ActivePapers is a research project about the future of science communication in the context of the ever increasing importance of computing in scientific research. The central question that ActivePapers wishes to answer is:
How should we package and publish the outcomes of computer-aided research in order to make them maximally useful to the scientific community?
An ActivePaper is such a publishable package, which in general contains documentation, code, and data.
The desirable properties for an ActivePaper are:
Understandability is primordial for communication. Readers should be able to understand, with as little effort as possible, what exactly was done and why. This includes in particular the computational models and methods that have been applied.
Reproducibility is a fundamental aspect of scientific quality control. Readers should be able to convince themselves, with as little effort as possible, that the computations in an ActivePaper are reproducible.
Reusability ensures that the outcomes of a research project can become the basis for future work. Readers should be able to use, with as little effort as possible, any item in an ActivePaper in their own work, referencing that ActivePaper to ensure both traceability and attribution of credit to its authors.
Exploring this research question involves designing, implementing, and applying infrastructure software for computer-aided research. This software is openly available, and everybody is welcome to use it in whatever way. However, please be aware that these software packages are research prototypes, not products. Don’t expect technical support or long-term maintenance. We will do our best to help with potential problems, but in the spirit of collaborative research rather than customer support.
“A data and code model for reproducible research and executable papers”,
Procedia Computer Science 2011, 4:579
“ActivePapers: a platform for publishing and archiving computer-aided research”,
F1000Research 2015, 3:289
“Verifiability in computer-aided research: the role of digital scientific
notations at the human-computer interface”,
PeerJ Computer Science 2018, 4:e158
There are currently two implementations of the ActivePapers concept: the Python edition and the JVM edition. The Python edition is the more immediately useful one for most computational scientists, but the JVM edition is a more complete implementation of the design goals outlined in the first paper on ActivePapers.
Both ActivePapers implementations use HDF5 as the underlying storage format. An ActivePaper is thus an HDF5 file. Datasets in an ActivePaper can be inspected using many generic HDF5 tools, in particular HDFView. HDF5 has the advantage of providing compact binary storage for large datasets and efficient access to them.
Today’s most common approach to ensuring computational reproducibility is to do a computation and then check if its results are reproducible. Such a check requires significant competence and effort, and as a consequence it is rarely done, in particular for long-running computations. The best evidence is that reviewers for scientific journals are not expected to check for reproducibility. ActivePapers pursues a different approach: the infrastructure software guarantees the reproducibility of the results stored in an ActivePaper. This requires authors to adopt a new tool for their work, but removes the need to check reproducibility.
Computational scientists usually first choose the software for doing their work, and then let the software decide how to store the data they work on. But data is both more fundamental and more long-lived than software. A protein structure or a temperature field will make as much sense in fifty years as it does today, but the software used to produce it will probably be obsolete by then. Data should be stored in well documented and software-independent formats.
Good data formats go a long way to document the meaning of a dataset, but they cannot provide the context in which a particular dataset was produced. For computational results, the ultimate documentation is the code that produced the dataset. This code should thus be easily accessible from the dataset itself.

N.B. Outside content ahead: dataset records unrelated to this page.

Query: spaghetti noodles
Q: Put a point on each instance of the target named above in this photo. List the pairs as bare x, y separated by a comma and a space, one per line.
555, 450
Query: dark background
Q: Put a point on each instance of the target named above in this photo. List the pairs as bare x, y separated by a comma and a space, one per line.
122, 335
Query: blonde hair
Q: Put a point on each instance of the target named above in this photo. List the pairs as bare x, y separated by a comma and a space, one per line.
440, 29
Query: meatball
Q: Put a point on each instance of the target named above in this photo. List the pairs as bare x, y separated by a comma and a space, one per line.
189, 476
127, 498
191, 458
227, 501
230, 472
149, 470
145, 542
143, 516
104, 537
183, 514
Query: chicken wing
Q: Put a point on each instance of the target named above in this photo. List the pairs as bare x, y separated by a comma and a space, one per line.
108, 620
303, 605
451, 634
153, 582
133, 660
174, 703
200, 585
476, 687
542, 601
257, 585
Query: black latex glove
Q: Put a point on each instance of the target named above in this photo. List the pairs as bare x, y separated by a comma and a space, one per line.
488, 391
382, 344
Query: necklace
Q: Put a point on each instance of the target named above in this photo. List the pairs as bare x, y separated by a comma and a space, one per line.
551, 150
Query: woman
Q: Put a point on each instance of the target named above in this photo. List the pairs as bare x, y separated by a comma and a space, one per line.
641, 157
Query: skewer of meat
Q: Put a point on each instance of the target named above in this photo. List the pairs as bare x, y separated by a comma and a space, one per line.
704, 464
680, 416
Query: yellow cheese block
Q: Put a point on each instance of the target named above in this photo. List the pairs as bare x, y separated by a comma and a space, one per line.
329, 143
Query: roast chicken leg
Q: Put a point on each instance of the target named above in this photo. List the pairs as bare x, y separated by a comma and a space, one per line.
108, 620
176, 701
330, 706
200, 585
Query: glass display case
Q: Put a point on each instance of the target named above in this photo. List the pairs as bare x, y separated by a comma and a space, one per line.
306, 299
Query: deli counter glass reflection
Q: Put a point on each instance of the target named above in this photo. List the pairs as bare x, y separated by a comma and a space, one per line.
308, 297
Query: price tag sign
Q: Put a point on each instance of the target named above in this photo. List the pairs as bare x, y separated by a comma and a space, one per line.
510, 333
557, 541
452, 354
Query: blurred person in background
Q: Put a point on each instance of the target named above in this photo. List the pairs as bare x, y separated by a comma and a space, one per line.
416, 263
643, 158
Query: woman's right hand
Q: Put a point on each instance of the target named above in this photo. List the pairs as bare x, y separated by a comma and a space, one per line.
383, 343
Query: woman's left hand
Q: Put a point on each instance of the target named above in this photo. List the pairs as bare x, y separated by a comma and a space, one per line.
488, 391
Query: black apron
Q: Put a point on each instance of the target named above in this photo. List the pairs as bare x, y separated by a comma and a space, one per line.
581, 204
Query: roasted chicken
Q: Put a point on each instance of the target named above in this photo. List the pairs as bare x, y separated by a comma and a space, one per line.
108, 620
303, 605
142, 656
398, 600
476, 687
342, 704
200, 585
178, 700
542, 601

The distinction between code as a tool and data as the virtual matter manipulated by that tool is little more than an historical accident of computing technology. What matters more for science is the distinction between the different kinds of scientific information:
Today we often neglect the distinction between observational data and computed results, calling both “data”. We also sometimes put parameter choices into the “data” category, and bury small datasets in software source code for practical convenience.
Scientists have always built on other scientists’ work. In computational science, this means re-using other scientists’ datasets and software. This works smoothly only through precise machine-readable references, such as DOIs (Digital Object Identifiers) or, better yet, intrinsic identifiers based on the concepts of content-addressable storage. Such machine-readable references can also be used to integrate data and code references into bibliometry, creating the missing incentive for scientists to actually publish data and code.
In the natural sciences, researchers typically consult original journal publications that are up to about thirty years old, whereas they turn to textbooks and review articles for older work. Published computational science must therefore remain usable for a few decades. Computing environments evolve at a much faster pace, which is why software requires maintenance to remain usable for more than a few years. Computational science therefore requires stable computing platforms.